(Source: Associated Press/AP Online)

By JEANNINE AVERSA
WASHINGTON - The Federal Reserve signaled Wednesday that it stands ready to use new unconventional tools, or expand existing ones, to spur lending and consumer spending that could help lift the economy out of a painful recession.
The Fed also agreed to keep the targeted range for the federal funds rate between zero and 0.25 percent for "some time" to help brace the economy. Economists predict the Fed will keep the funds rate, the interest banks charge each other on overnight loans, at that record low level through the rest of this year.
With its key lending rate to banks already near zero, the Fed pledged anew to use "all available tools" to revive the economy.
Specifically, the Fed said it is "prepared" to buy longer-term Treasury securities if the circumstances warrant such action. At its previous meeting in December, the Fed said it was merely evaluating that option.
Jeffrey Lacker, president of the Federal Reserve Bank of Richmond, was the sole dissenter on this point. He wanted the Fed to move forward on buying the securities.
Doing so would help drive down mortgage rates and provide help to the stricken housing market, economists said.
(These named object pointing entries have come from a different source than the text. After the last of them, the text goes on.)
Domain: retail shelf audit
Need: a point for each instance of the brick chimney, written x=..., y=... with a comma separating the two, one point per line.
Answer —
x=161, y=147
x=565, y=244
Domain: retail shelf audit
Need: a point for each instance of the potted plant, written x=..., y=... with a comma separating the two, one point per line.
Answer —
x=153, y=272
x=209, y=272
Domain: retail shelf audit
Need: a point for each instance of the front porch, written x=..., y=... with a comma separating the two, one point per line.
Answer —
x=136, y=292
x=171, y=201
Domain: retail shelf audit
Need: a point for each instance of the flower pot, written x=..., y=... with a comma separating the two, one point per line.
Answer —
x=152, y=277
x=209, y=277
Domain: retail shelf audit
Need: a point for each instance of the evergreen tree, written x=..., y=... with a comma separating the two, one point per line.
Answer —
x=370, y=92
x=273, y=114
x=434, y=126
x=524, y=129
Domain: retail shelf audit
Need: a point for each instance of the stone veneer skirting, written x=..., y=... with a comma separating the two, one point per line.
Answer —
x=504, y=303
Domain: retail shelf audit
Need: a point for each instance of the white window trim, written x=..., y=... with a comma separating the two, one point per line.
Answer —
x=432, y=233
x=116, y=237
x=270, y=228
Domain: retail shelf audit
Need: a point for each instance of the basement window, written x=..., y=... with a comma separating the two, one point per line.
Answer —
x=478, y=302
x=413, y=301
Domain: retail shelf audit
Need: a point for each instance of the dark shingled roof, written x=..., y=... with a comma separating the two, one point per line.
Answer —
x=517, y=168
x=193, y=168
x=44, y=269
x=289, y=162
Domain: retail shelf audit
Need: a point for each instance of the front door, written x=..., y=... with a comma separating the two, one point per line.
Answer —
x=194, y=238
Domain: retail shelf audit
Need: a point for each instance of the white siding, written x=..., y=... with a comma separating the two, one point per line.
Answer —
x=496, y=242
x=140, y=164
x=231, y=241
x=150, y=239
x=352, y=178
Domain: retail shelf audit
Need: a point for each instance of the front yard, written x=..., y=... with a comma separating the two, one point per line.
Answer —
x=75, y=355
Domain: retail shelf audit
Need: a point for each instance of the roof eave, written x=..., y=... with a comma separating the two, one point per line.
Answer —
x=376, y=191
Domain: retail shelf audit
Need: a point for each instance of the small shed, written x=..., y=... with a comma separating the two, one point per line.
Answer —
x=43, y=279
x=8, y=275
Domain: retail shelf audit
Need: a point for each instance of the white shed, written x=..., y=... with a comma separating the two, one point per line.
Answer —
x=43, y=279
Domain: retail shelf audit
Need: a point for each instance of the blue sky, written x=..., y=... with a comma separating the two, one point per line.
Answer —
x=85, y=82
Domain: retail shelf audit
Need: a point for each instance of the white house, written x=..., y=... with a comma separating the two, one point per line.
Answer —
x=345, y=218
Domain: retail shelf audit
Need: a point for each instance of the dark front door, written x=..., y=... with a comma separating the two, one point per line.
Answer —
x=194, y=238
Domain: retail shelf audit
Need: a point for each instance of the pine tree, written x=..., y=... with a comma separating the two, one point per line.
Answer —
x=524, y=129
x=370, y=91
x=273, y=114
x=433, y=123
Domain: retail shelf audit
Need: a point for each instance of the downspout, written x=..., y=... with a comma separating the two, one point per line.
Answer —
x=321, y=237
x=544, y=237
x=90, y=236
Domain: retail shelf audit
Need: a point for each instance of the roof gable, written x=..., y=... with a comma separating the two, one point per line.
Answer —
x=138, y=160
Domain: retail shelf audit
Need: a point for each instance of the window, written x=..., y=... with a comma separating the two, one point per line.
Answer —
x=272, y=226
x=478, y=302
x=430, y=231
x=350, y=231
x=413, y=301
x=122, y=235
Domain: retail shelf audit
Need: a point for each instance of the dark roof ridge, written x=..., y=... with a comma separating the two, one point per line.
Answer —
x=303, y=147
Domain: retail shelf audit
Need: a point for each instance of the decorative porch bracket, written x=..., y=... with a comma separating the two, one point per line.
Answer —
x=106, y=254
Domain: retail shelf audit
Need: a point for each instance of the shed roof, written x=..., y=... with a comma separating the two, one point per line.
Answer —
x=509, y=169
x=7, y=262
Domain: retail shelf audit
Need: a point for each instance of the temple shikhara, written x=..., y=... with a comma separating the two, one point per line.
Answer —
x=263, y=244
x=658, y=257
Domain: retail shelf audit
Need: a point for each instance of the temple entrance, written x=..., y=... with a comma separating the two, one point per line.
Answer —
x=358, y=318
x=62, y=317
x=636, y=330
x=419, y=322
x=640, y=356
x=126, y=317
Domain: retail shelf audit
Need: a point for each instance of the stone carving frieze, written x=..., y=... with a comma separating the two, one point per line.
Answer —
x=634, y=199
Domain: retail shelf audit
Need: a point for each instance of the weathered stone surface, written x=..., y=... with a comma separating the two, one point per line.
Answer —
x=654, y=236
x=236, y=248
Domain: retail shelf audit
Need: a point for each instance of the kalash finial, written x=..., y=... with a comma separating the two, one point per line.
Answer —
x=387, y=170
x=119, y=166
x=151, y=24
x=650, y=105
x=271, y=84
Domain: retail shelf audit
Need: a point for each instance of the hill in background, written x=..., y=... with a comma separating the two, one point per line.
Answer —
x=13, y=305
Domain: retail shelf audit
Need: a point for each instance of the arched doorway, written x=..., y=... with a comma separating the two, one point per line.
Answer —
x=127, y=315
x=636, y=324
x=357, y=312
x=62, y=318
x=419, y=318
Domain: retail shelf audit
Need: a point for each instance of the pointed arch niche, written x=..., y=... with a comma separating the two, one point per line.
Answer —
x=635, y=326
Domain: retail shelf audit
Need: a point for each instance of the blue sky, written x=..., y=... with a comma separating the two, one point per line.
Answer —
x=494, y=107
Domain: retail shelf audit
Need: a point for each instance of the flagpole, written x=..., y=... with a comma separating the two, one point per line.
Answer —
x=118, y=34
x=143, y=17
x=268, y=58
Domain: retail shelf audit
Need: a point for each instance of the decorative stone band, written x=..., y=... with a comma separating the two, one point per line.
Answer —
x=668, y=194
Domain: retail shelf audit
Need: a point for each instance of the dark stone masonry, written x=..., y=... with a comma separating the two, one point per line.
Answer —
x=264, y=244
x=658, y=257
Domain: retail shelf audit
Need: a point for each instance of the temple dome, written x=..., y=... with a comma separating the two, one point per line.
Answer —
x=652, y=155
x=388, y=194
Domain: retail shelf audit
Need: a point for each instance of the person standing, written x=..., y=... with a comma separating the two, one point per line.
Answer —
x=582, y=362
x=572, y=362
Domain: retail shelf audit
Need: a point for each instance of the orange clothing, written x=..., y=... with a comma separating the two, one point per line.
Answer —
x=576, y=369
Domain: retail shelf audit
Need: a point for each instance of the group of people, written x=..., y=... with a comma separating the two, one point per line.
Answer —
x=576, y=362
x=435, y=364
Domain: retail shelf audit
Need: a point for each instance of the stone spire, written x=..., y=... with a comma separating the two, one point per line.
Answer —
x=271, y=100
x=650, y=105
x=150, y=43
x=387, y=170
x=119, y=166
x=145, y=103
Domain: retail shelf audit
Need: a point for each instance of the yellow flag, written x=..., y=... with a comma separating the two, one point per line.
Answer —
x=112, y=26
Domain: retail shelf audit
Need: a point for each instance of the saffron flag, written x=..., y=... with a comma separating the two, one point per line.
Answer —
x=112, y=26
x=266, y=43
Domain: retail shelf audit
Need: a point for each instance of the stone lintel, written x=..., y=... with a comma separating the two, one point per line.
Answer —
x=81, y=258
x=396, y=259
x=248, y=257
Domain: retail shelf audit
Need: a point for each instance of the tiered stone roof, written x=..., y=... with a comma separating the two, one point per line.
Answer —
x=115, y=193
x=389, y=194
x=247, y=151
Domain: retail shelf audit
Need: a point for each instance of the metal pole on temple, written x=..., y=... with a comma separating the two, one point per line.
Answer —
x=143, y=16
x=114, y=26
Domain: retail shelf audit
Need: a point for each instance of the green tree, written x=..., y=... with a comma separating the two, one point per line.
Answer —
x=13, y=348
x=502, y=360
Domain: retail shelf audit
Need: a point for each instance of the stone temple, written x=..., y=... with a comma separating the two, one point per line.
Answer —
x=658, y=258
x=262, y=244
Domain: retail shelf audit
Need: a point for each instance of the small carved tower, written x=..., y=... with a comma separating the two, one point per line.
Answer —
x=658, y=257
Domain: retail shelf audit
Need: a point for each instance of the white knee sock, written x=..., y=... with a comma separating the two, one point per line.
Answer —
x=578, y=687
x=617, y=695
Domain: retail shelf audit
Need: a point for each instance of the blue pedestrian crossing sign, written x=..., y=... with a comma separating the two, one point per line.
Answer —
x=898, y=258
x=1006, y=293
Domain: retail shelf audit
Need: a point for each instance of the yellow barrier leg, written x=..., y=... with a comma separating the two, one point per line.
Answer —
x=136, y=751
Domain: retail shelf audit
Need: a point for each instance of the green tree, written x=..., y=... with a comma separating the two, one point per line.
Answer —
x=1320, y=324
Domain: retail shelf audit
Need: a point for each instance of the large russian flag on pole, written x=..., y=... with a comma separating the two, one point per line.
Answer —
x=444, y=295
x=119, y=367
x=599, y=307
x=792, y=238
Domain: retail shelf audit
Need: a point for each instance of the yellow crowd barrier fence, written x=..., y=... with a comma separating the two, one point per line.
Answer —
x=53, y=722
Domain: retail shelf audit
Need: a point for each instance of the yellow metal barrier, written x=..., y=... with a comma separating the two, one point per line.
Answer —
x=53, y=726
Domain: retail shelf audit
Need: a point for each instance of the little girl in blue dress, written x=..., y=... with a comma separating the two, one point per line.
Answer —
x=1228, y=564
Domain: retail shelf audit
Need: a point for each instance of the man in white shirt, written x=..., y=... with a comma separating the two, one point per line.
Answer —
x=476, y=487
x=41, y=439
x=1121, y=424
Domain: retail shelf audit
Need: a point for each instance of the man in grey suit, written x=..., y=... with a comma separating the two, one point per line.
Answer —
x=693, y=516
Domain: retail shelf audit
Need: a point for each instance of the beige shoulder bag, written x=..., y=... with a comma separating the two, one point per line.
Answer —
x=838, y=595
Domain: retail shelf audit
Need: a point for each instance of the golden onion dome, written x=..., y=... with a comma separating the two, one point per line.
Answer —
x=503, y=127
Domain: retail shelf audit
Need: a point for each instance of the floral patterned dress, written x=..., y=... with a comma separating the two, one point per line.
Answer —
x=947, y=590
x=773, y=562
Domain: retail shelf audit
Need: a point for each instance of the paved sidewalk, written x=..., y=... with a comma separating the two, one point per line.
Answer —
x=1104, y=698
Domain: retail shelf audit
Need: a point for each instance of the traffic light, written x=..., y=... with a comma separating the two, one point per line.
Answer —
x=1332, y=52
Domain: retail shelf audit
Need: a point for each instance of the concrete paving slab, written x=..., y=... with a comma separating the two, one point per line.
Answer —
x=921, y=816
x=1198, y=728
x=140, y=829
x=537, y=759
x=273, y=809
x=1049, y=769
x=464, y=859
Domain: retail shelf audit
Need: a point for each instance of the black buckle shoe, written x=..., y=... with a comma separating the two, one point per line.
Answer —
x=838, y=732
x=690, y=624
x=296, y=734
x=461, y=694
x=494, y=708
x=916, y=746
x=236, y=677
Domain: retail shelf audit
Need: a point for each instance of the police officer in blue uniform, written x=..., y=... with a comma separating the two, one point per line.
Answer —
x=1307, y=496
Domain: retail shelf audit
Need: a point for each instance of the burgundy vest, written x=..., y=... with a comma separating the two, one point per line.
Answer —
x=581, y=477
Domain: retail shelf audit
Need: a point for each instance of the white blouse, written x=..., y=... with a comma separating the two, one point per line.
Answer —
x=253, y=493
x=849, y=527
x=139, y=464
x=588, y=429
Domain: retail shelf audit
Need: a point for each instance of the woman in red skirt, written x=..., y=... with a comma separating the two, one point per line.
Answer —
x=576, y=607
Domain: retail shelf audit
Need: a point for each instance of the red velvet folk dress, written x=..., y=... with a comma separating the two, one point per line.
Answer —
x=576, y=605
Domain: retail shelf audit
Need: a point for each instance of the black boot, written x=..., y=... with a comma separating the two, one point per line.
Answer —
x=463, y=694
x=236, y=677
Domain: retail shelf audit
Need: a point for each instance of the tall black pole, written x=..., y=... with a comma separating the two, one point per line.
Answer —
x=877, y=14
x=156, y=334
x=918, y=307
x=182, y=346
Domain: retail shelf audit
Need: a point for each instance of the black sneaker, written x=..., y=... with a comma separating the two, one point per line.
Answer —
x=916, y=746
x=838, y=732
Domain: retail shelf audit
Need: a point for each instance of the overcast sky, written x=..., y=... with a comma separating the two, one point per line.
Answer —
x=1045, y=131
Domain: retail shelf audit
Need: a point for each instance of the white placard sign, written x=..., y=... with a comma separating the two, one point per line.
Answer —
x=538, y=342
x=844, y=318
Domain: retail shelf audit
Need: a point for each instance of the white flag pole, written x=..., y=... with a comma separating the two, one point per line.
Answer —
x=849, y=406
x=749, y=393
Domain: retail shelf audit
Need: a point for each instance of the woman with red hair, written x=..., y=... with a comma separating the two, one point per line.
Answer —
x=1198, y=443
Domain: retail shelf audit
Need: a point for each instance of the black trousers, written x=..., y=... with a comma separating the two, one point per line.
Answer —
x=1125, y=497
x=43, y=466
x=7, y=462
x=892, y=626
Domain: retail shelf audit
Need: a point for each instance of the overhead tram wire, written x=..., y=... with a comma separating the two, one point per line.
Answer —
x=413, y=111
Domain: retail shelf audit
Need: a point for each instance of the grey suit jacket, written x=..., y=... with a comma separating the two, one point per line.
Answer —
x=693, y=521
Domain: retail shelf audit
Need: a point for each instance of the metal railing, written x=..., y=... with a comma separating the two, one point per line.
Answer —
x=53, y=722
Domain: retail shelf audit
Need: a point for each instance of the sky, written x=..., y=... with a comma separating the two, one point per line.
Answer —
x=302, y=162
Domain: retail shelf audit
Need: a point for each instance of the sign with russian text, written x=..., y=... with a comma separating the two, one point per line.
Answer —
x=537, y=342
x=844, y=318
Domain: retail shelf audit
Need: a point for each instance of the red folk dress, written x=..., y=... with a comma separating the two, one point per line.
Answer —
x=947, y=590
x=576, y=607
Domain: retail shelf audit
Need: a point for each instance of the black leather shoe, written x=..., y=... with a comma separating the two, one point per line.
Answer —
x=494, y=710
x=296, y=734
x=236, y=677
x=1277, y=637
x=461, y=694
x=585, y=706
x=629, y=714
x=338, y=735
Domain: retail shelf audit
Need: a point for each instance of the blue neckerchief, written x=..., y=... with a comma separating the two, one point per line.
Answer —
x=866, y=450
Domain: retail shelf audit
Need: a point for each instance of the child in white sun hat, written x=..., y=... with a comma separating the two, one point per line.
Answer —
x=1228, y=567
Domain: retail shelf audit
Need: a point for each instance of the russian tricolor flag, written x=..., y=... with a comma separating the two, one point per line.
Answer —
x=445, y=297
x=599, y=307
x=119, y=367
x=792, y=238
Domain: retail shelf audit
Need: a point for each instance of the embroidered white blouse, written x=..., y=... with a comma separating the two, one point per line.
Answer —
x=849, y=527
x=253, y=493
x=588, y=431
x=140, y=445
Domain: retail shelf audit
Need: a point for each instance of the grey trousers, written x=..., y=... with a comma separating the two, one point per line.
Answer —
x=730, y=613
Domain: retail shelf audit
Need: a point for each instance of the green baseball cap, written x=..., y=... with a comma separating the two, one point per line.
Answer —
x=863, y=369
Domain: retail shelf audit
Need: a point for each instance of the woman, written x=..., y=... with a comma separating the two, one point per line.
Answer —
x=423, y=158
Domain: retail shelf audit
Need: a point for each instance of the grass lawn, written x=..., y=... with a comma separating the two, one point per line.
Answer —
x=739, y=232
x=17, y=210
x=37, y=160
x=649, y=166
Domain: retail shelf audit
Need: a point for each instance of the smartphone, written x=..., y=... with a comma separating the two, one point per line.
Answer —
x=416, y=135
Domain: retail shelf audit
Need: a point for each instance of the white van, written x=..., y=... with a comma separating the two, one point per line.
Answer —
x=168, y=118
For example, many 30-year fixed-rate mortgages and other home loans, are pegged to the 10-year Treasury note. If the Fed were to buy that security, it would push down rates on mortgages connected to it. The same logic would apply to other Treasury securities.
"So many consumer rates are pegged to Treasury rates - homes, cars," said Joel Naroff, president of Naroff Economic Advisors. "If the economy is to recover, consumers need to borrow and need to borrow at reasonable rates. The Fed made clear that it is prepared to make that happen."
The Fed also said it "stands ready" to expand another program aimed at providing relief to the crippled mortgage market.
Under that program, the Fed is buying up to $500 billion in mortgage-backed securities guaranteed by Fannie Mae, Freddie Mac and Ginnie Mae. It also has agreed to buy up to $100 billion of Fannie and Freddie debt.
Mortgage rates have fallen since the program's announcement late last year. The Fed said it could buy more of these securities or extend the length of the program.
The Fed on Tuesday took steps to curb home foreclosures as required by a 2008 law. The relief would apply to mortgage assets the Fed is holding because of last year's bailouts of Bear Stearns and insurer American International Group. Distressed borrowers could see the amount they owe on their home loan lowered or their interest rate reduced, among the options for help.